Чем же поразил «Мандат» современников, какова «силовая линия» оттуда, из 25-го года? В известном интервью «Вечерней Москве» Мейерхольд говорил: «Современная бытовая комедия, написанная в подлинных традициях Гоголя и Сухово-Кобылина. Наибольшую художественную ценность комедии составляет ее текст. Характеристика действующих лиц крепко спаяна со стилем языка». Запомним это. Во-первых, подчеркивается — бытовая комедия. (Заметим в скобках — ни к «Ревизору», ни даже к «Женитьбе» определяющее жанр прилагательное «бытовая» уже и в голову не придет!) Традиции Гоголя и Сухово-Кобылина… Сегодня хочется добавить третье имя — Салтыков-Щедрин. Аргументы позволю себе привести несколько позже. Традиции эстетические Мастер усматривает в тексте, в языке, крепко спаянном (очень точное и чисто театральное определение!) с характеристикой действующих лиц. К «тексту», «языку», которым Эрдман владел столь же свободно, как большой скульптор владеет материалом — глиной и мрамором, придавая ему любую нужную ему форму, — мы еще вернемся. Сейчас, сегодня нам важно понять явный и тайный смысл комедии. По мнению современников, автор «предложил театру и публике галерею емких и разнообразных типов мещанства». Исследователь семидесятых годов находит в «Мандате» «демонстрацию современных видов мещанства, его разновидностей, жанровые зарисовки с натуры, новые комические изломы мещанской психологии».
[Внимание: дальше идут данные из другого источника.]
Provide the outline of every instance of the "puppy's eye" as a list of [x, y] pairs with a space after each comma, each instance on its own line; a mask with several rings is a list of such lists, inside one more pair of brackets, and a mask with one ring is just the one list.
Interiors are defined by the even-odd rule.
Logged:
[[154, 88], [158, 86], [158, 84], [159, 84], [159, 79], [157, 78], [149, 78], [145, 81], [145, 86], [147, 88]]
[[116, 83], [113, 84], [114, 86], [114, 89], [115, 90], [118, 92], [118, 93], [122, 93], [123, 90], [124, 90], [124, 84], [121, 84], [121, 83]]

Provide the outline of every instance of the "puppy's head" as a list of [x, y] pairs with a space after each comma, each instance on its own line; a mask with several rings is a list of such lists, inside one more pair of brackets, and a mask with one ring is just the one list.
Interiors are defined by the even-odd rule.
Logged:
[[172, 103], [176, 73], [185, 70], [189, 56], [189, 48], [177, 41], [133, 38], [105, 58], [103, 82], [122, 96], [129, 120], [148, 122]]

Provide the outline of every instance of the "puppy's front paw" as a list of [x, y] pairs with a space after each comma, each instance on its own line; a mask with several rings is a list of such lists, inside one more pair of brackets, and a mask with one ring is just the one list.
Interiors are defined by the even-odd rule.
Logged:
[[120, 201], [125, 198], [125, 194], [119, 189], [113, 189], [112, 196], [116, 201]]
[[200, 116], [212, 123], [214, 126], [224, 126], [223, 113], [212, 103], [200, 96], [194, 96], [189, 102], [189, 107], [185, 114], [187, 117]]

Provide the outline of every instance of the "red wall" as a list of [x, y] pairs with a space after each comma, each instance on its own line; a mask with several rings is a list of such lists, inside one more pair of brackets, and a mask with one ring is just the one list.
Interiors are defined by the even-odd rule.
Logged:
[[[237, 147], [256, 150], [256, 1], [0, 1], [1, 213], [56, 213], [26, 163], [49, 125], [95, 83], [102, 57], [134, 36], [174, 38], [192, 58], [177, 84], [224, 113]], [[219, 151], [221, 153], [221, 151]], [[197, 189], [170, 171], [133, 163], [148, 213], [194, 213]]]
Все так: и жанровые зарисовки, и с натуры, и комические изломы — все есть. Есть и сатира на мещанство. Автор «Мандата» принадлежал к той интеллигенции, которая понимала необратимость перемен, бесплодность реставраторских мечтаний. Социальный оптимизм — а он был, и бессмысленно отрицать его — проникал в сознание интеллектуальной части общества, окрашивал ее мировоззрение. А с другой стороны, блеклость, непрезентабельность, ограниченность, скажем так, среднегородского слоя с его запуганностью и коммунальными мечтами о тихом и незаметном «устройстве» в этой буйной, неустойчивой жизни, с ее прессингом новых слов, формул и понятий, — этот слой не вызывал ее симпатий. Но уже в «Мандате» явственно обнаружилось, что «мещанство» Эрдмана и, например, мещанство в катаевских «Растратчиках» или в «Двенадцати стульях» и в «Золотом теленке» Ильфа и Петрова заметно различаются. За жанровыми зарисовками (хотя прямые зарисовки с натуры у Эрдмана, по моему убеждению, отсутствуют, факт у него всегда гиперболически преображен!), за всем этим жанровым пиршеством, внезапными сюжетными изломами встает другой мир. Сегодня нам особенно ясно, что события «Мандата» и его персонажи зеркально отражают мир иной — не потусторонний, а вполне реальный. У персонажей «Мандата» есть не то что двойники, а, скорее, сопровождающие лица, их супостаты, которых следует непрерывно опасаться. В «Мандате» есть подтекст! Не психологический — социальный. «Мандат» — зеркальная сатира и на тот, другой, отраженный в пьесе мир. Он начал возникать и выстраиваться сразу же после революции и в строительстве и содержании своем обнаружил столько фантастических, гиперболизированных форм, что прирожденный сатирик не мог их не заметить. Эти формы новой жизни обволакивали обыкновенного человека с его обыкновенными потребностями, того человека, которого в традиции отечественной общественной мысли принято было именовать «обывателем», «мещанином».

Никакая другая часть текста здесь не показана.